A curriculum vitae is a written overview of a person’s experience and other qualifications designed to attract potential employers. The Latin phrase loosely translates as [the] course of [my] life, so it’s about all parts of your life that have a bearing on your suitability for a particular job.
This is your advertisement to attract a seat face-to-face with a recruiter. All they’ve got to work on is what you ’ve written, so it really is important. Yet the truth is that many college leavers get it wrong. Here’s our guide to making the most of your cv sales pitch.
No app for that
The first place you’re likely to look when you come to write your cv is the Internet. You’ll find it’s awash with fill in online templates,
downloadable as a PDF, for a small fee. Forget that! They all start with
‘how do you want it to look?’. Consistency in formatting is a must,
but it’s not so much how it looks as what’s in it that matters. Do it yourself, the old-fashioned way on Word, taking your time. Then you’ve had it saved in an easily edited format for ongoing use.

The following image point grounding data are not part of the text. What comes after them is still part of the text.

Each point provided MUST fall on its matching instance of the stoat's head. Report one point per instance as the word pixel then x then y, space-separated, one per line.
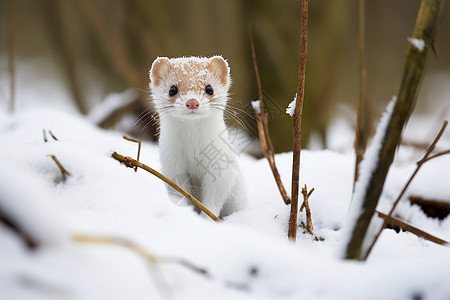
pixel 189 87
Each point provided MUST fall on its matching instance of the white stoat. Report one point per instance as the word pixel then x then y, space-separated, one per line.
pixel 190 95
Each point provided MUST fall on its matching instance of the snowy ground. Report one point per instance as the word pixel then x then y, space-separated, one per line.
pixel 246 257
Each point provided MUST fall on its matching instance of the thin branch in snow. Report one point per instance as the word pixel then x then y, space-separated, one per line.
pixel 263 129
pixel 63 170
pixel 290 110
pixel 362 124
pixel 9 222
pixel 130 163
pixel 309 195
pixel 306 195
pixel 420 163
pixel 11 65
pixel 139 147
pixel 426 29
pixel 297 121
pixel 419 44
pixel 412 229
pixel 141 251
pixel 45 135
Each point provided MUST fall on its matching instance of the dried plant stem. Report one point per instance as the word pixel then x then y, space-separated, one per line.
pixel 139 147
pixel 425 29
pixel 306 195
pixel 141 251
pixel 130 162
pixel 412 229
pixel 11 66
pixel 309 195
pixel 63 170
pixel 297 122
pixel 362 124
pixel 10 221
pixel 420 163
pixel 263 130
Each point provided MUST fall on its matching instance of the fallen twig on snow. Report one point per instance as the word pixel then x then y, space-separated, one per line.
pixel 63 170
pixel 130 162
pixel 27 238
pixel 263 130
pixel 141 251
pixel 139 147
pixel 420 163
pixel 412 229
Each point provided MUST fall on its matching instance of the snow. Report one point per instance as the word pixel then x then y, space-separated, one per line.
pixel 418 43
pixel 366 168
pixel 248 256
pixel 290 110
pixel 256 106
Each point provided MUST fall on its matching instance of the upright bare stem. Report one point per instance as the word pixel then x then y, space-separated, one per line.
pixel 297 122
pixel 263 129
pixel 425 30
pixel 362 126
pixel 11 66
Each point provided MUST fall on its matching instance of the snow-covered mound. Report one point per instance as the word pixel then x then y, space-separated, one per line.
pixel 248 256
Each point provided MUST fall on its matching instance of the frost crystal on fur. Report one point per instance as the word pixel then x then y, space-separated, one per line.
pixel 194 146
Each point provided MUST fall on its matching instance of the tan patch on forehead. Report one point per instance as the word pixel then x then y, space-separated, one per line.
pixel 190 74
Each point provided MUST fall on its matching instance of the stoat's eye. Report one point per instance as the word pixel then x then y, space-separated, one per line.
pixel 209 90
pixel 173 90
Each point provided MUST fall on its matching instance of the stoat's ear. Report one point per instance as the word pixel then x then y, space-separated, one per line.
pixel 159 67
pixel 219 66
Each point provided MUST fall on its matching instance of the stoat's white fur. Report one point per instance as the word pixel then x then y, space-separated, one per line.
pixel 193 142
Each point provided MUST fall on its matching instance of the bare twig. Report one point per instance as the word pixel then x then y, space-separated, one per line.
pixel 10 222
pixel 141 251
pixel 303 204
pixel 412 229
pixel 139 148
pixel 362 126
pixel 305 194
pixel 297 121
pixel 420 163
pixel 11 66
pixel 45 135
pixel 425 29
pixel 433 208
pixel 263 130
pixel 130 162
pixel 63 170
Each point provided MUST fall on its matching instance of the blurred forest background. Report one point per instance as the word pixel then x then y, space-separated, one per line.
pixel 97 47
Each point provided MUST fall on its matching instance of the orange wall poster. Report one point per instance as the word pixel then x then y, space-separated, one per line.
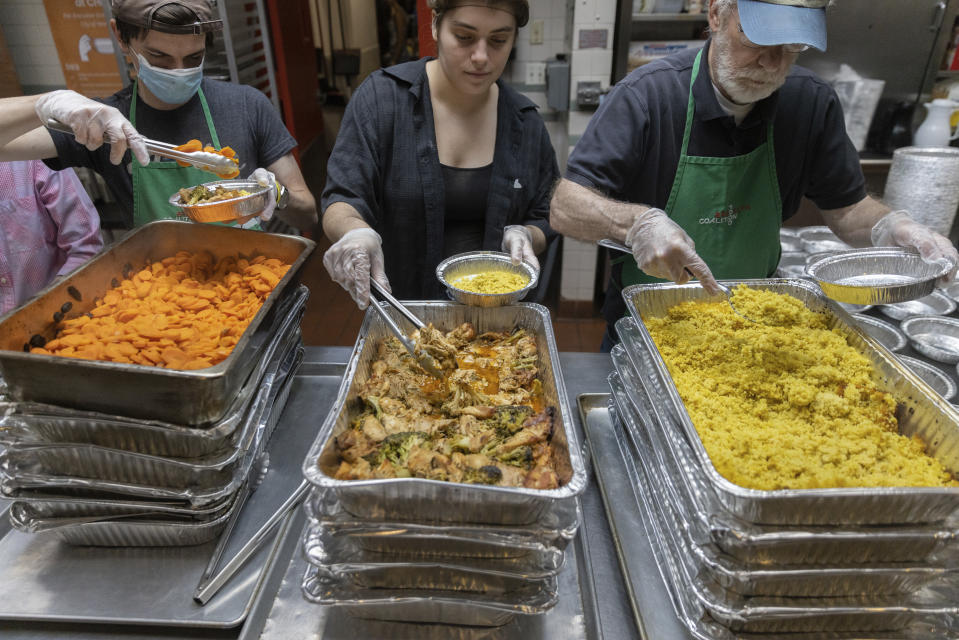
pixel 82 36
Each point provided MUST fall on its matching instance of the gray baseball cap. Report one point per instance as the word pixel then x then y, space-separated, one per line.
pixel 140 13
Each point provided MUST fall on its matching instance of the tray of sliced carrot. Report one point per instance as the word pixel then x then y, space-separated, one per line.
pixel 166 324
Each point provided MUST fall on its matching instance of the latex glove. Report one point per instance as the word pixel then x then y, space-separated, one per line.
pixel 663 250
pixel 93 124
pixel 266 178
pixel 898 229
pixel 518 243
pixel 353 260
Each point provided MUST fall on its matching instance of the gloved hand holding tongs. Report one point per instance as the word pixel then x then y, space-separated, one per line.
pixel 93 123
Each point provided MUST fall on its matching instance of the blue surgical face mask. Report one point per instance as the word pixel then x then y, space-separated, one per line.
pixel 172 86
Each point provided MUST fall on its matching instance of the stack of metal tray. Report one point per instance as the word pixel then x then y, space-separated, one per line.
pixel 91 478
pixel 382 549
pixel 811 562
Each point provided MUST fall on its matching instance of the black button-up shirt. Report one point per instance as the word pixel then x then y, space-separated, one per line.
pixel 386 166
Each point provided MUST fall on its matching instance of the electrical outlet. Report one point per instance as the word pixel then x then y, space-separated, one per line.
pixel 535 73
pixel 536 28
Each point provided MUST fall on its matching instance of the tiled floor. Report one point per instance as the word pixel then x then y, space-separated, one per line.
pixel 332 318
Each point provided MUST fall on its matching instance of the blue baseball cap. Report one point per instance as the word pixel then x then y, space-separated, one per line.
pixel 776 22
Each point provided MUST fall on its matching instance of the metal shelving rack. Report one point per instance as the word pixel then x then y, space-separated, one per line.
pixel 240 53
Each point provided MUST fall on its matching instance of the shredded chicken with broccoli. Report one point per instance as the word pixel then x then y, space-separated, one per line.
pixel 485 422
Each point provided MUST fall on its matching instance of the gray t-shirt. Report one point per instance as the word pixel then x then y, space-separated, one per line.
pixel 243 117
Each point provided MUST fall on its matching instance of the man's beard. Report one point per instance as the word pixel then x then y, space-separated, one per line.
pixel 735 82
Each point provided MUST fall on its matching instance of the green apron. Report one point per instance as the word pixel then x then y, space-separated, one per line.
pixel 730 207
pixel 155 183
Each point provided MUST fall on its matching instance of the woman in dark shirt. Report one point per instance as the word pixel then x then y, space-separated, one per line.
pixel 436 157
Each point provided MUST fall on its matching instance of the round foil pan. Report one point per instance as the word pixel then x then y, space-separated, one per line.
pixel 885 332
pixel 934 337
pixel 877 275
pixel 934 304
pixel 230 209
pixel 792 264
pixel 473 262
pixel 931 375
pixel 820 239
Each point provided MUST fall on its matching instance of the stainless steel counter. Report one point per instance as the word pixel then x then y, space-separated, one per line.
pixel 583 373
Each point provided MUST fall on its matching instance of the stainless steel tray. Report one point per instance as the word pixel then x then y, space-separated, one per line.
pixel 416 498
pixel 196 495
pixel 786 581
pixel 183 397
pixel 784 615
pixel 771 545
pixel 339 555
pixel 35 422
pixel 921 413
pixel 430 606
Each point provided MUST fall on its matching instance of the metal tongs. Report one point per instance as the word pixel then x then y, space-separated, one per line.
pixel 616 246
pixel 422 358
pixel 212 162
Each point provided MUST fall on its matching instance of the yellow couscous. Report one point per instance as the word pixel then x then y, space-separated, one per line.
pixel 491 282
pixel 788 404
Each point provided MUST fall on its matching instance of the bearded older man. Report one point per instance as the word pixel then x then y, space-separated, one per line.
pixel 695 160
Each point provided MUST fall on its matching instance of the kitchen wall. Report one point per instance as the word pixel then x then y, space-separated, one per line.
pixel 31 45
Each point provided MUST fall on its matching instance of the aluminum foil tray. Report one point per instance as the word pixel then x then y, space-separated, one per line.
pixel 415 499
pixel 38 506
pixel 934 304
pixel 935 337
pixel 183 397
pixel 68 486
pixel 101 463
pixel 763 614
pixel 430 606
pixel 885 333
pixel 876 275
pixel 432 541
pixel 921 413
pixel 798 581
pixel 767 546
pixel 123 532
pixel 30 422
pixel 931 375
pixel 340 553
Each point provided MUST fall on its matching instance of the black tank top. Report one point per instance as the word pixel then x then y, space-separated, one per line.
pixel 467 192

The most crucial argument for writing your cv yourself is that, if you really want to get that dream career, you need to customize your cv for every single job you apply to. One coat does not suit all – would you wear your big baggy jumper that’s perfect for curling up on the sofa on a winter’s night to a nightclub? Your clear effort to tailor your cv to your understanding of a particular job and employer will set you apart.
The long and the short of it
When it comes to your cv, size is important and the right size is two pages (that’s two sheets of A4 printed on one side only). One page screams of nothing to say and more and two pages, well, it says you might be a bit long-winded. We tried out one online template and downloaded an untidy, seven-page monster! Don’t do that. Moreover, recruiters are very busy people and they don’t want to have to pore over pages and pages of text (you probably wouldn’t want to have to do that either). The trick is to get all the important bits into those two pages. Again, that’s where the standard Word 9or equivalent) programme comes to the fore, allowing you to read and re-read, edit and re-edit to get it right.